Although this has not been its minimum price in this financially turbulent year, it reached $19,926.60 in June. It surpassed the USD 20,000 barrier, which seems to be the reference to promoting a price change upward trend.
It has been tough months for Bitcoin and the rest of the cryptocurrencies; apparently, the economic conditions are trying to stabilize, which has favored the digital financial market, keeping Bitcoin at a minimum of 20,043 dollars, where the followers of this cryptoasset wait with you crave the uptrend.
2022 temporary highs
On the other hand, we find the maximums that Bitcoin has managed to touch during this 2022, which, although they have not managed to reach their last reference, continue to leave a bittersweet taste among users of digital currencies.
The months of February and March have been the most beneficial; even though the global outlook was not optimal, a significant boost was given to adopting digital currencies (specifically Bitcoin) as a method of negotiation in the commercialization of goods and services on an international level.

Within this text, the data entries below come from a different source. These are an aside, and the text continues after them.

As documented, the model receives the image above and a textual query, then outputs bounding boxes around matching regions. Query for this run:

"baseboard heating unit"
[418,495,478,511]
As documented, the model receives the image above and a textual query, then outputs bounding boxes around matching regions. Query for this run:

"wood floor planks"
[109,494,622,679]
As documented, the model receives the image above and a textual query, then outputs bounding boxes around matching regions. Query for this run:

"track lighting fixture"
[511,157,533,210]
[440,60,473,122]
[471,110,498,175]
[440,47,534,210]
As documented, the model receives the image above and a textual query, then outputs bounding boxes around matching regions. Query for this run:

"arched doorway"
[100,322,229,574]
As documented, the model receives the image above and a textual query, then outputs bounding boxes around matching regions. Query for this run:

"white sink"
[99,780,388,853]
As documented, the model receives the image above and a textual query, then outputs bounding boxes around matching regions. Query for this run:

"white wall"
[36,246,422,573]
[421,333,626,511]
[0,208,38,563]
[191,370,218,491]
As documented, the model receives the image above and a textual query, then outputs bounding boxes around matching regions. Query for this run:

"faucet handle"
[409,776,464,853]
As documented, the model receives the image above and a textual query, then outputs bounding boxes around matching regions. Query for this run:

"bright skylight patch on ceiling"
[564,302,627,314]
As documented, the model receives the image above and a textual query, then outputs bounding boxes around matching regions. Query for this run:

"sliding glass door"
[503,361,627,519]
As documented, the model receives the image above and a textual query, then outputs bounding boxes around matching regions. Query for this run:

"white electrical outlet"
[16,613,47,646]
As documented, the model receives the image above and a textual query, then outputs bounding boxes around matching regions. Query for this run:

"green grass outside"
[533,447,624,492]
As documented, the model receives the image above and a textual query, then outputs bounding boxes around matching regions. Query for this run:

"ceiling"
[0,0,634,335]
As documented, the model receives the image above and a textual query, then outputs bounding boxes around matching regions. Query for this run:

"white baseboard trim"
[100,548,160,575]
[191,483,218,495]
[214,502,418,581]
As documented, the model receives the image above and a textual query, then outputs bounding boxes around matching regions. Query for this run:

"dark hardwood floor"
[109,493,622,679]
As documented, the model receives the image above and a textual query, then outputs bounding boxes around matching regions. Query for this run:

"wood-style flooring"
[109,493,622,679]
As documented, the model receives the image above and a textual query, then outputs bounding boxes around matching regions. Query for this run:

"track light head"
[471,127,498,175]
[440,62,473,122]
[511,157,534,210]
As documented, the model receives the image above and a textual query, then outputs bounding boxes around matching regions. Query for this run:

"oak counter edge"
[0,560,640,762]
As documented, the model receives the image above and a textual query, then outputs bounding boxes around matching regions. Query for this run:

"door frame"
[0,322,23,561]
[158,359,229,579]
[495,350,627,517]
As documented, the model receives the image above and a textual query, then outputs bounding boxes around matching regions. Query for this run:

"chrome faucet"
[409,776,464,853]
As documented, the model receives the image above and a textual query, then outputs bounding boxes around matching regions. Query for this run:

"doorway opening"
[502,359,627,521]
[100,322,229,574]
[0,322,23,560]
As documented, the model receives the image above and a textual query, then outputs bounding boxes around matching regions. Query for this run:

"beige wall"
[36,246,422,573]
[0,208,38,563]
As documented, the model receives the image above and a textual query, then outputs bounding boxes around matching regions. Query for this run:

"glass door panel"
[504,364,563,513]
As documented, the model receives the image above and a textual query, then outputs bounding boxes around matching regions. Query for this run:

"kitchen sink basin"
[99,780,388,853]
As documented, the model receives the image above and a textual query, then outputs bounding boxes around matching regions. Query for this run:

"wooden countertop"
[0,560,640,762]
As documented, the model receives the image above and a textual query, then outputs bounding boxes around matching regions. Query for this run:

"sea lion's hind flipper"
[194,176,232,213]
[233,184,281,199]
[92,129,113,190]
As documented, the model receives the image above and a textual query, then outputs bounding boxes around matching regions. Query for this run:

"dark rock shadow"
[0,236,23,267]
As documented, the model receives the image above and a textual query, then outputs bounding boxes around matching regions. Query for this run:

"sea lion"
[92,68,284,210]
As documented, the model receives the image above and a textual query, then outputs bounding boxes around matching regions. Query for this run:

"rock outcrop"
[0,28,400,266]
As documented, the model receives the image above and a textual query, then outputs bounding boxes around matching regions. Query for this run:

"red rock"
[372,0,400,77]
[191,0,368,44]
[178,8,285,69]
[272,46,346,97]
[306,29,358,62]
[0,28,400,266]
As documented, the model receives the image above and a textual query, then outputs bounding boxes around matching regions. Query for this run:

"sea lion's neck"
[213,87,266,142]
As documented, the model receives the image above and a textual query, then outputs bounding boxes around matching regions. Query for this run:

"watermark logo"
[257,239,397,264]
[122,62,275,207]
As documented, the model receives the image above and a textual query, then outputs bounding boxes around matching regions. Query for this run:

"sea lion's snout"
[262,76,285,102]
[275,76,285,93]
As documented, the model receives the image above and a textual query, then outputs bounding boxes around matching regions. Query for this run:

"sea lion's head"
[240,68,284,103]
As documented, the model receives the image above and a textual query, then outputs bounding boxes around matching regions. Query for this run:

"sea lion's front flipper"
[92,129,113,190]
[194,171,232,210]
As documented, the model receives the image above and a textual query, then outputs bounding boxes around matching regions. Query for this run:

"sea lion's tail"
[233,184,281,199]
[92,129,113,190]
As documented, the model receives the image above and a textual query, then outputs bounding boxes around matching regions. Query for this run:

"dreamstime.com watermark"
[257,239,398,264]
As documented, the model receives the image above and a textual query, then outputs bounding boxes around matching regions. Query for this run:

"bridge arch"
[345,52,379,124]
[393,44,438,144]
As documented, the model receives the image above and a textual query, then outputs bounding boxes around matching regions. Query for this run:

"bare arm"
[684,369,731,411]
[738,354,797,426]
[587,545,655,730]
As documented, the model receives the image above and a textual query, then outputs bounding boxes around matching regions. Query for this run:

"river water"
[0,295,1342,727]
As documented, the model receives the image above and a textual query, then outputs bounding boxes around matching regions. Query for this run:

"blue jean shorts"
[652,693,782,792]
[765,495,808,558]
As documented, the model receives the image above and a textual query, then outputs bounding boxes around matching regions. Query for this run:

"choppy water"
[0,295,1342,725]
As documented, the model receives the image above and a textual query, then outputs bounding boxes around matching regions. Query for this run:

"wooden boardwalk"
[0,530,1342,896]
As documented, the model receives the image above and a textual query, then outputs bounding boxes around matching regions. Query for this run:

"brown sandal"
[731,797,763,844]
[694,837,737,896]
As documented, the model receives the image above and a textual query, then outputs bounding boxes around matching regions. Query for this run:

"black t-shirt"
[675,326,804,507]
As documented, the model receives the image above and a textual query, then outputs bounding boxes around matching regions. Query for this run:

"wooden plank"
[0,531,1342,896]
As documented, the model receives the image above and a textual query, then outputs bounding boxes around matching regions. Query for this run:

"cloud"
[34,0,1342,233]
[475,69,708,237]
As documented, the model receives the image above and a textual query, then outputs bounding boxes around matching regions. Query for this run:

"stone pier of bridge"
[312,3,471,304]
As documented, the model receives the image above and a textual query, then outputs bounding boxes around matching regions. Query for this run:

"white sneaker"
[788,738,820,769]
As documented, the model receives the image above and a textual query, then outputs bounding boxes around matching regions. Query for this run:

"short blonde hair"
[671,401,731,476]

During these months mentioned above, it reached a maximum of USD 45,525, to later collapse and re-establishes a historical maximum that exceeded 23,000 dollars; the latter encouraged investors but defined support has not been achieved.
Expert analysts usually indicate that the bullish periods of Bitcoin last for two years, some references demonstrate this, such was the case of the bullish phase that lasted from 2017 to 2018 and later during 2020-2021; it is developing during the stage most challenging part of the COVID 19 pandemic.
These phases have been entirely defined and, in turn, have led to an increase in the adoption of cryptocurrencies as financial instruments that enhance the use of savings or the flow of money to obtain long-term returns.